考えるバリーが真面目に顎をさすりながら答える。


「師匠はどうなんです?」

一郎にも訊いてみた。


「儂は遠くから人間が日々せせこましく、賑やかに泣き笑いしながら人生を送っているのを視るのが好きじゃのぅ」


「んー。ヒューマンドラマ系ですか。

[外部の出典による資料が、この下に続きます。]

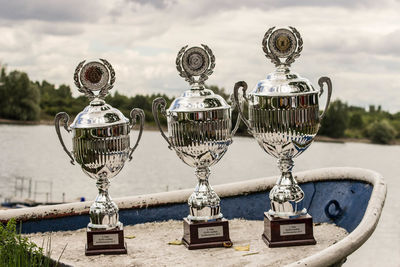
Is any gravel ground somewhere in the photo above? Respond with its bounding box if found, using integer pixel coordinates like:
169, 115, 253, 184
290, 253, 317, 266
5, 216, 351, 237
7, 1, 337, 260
28, 219, 347, 267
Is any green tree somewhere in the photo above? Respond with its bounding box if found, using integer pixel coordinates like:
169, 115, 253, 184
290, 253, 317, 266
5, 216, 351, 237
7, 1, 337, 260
367, 120, 396, 144
0, 70, 40, 121
319, 100, 349, 138
349, 113, 364, 129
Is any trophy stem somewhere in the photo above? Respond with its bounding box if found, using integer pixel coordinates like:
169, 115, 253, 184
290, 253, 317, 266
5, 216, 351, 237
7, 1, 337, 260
268, 158, 307, 218
88, 176, 122, 230
188, 167, 223, 221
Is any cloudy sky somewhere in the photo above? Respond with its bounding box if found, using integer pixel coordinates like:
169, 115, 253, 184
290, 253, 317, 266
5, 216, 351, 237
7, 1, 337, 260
0, 0, 400, 112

なるほどなるほど」

光太郎が思案する。


「恋愛とかはどうなんです?」

「「興味ないっす(ないのぅ)」」

バリーも久島兄弟も即答だった。


 暫く光太郎は思案する。


「ではバリー師匠、後で参考資料と映像を送るのでググッと心に来たやつを教えてください」



 シャープ司令官との通話を終えた光太郎は、夏乃にお願いして日本の昼ドラマや、ホラー映画、異世界もののアニメゲームをバリー宛に送付した。


 数日後、米国のバリーからメッセージが届いた。


「昼ドラ怖い。勘弁して(涙)」


 (涙)なんて芸が細かい奴だなぁ、と光太郎は感心するのだった。